Marriage rates continue a multigenerational decline — especially among millennials. To reverse the trend, lawmakers must reject either-or policy proposals to create a welcoming environment that helps everyone build on a foundation of strong families.
The evidence is overwhelmingly clear: Marriage and healthy families are good for society. The contentious political divide, however, seems to center on how best to promote it.
David Brooks, a New York Times columnist, recently addressed the hostile political landscape of differing approaches to implementing positive social change. According to Brooks, conservatives “have always placed tremendous emphasis on the sacred space where individuals are formed.” This space includes, among other things, institutions like the family, religion, communities and local culture. These institutions create pro-social norms and expectations that take root in young hearts and minds often without overt, conscious effort. As Brooks continued, one of the greatest perceived threats to these norms is that “social democrats and liberals tried to use the state to perform many functions previously done by the family, local civic organizations and the other players in the sacred space.”
Brooks’ perspective sets up a deep conflict between those who insist that traditional institutional norms on marriage must be defended against government influence and policy initiatives and those who insist that only changes in government policies can overcome the structural obstacles causing depressed marriage rates.
Which side is right, and what can be done to reverse the declining marriage rates?
Against the backdrop of this difficult conundrum, the Census Bureau provides new data that look specifically at marriage rates among the age cohort that includes millennials, exploring possible drivers of the marriage rate and providing some hope for the future. The clear conclusion from the data is that the country needs the best elements of both the conservative and liberal perspectives so society can reap the full benefits of marriage.
The census research acknowledges the importance of social norms and the effect that changing norms have on the marriage rate: “Although it was common up until the mid-20th century to live with parents prior to marriage, current cultural notions view it as important to establish an independent residence prior to marriage now.”

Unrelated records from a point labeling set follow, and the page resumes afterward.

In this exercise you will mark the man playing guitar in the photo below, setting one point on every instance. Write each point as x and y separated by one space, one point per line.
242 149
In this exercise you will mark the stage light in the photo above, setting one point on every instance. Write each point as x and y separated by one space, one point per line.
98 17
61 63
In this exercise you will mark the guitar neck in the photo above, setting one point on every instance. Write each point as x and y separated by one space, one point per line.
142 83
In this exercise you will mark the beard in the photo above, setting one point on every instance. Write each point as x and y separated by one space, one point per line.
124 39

Marriage rates will suffer when changing institutional norms reinforce the expectation that marriage should be preceded by an increasingly high level of financial security, an idea no doubt perpetuated by lagging wages amid high levels of growth.

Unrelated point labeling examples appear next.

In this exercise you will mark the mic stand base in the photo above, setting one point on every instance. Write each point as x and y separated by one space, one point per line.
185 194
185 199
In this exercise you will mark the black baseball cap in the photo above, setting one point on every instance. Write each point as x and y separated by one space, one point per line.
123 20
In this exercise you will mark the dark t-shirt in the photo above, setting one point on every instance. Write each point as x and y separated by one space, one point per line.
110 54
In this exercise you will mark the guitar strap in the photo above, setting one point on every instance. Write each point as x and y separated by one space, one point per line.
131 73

The study notes that “millennials are the first generation in the modern era to have more debt, poverty, and unemployment, as well as lower personal wealth and income, than the two preceding generations at similar life stages.” This is despite being more educated than preceding generations.
Equally clear — and well-documented in the data — is the reality that marriage rates are negatively impacted when economic, health care, education and employment opportunities are heavily weighed against the prospects of a fulfilling life together.

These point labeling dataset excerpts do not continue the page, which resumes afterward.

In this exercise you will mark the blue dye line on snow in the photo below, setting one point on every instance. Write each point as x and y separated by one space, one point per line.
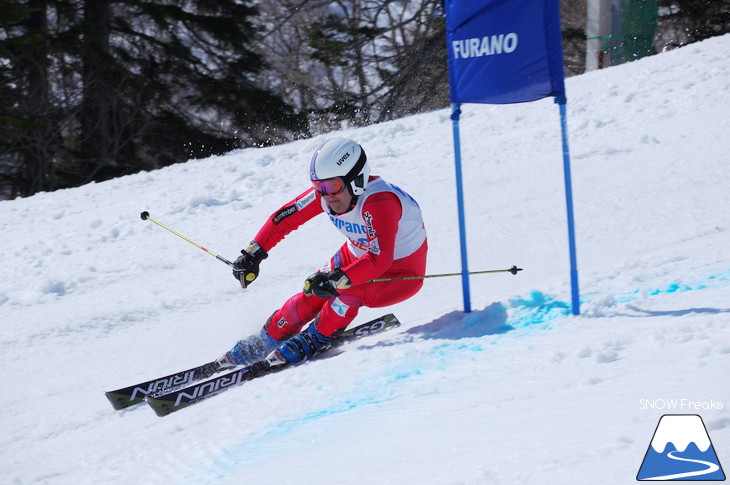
531 312
718 280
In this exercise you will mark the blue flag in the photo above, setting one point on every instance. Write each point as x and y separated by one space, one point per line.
504 51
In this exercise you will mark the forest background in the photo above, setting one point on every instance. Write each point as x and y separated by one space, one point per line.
95 89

When it comes to reaping the benefits of strong families and promoting solutions to increase marriage rates, the real heroes will be the policymakers who resist the false choice of either-or policies and draw on the best wisdom of both conservative and liberal ideas. Social norms will inevitably evolve, but that evolution should not devalue the desirable pro-social benefits of marriage. Meanwhile, government policies must create an environment where newly married couples have a credible prospect of achieving self-reliance and financial security. Either solution alone likely will leave society worse off.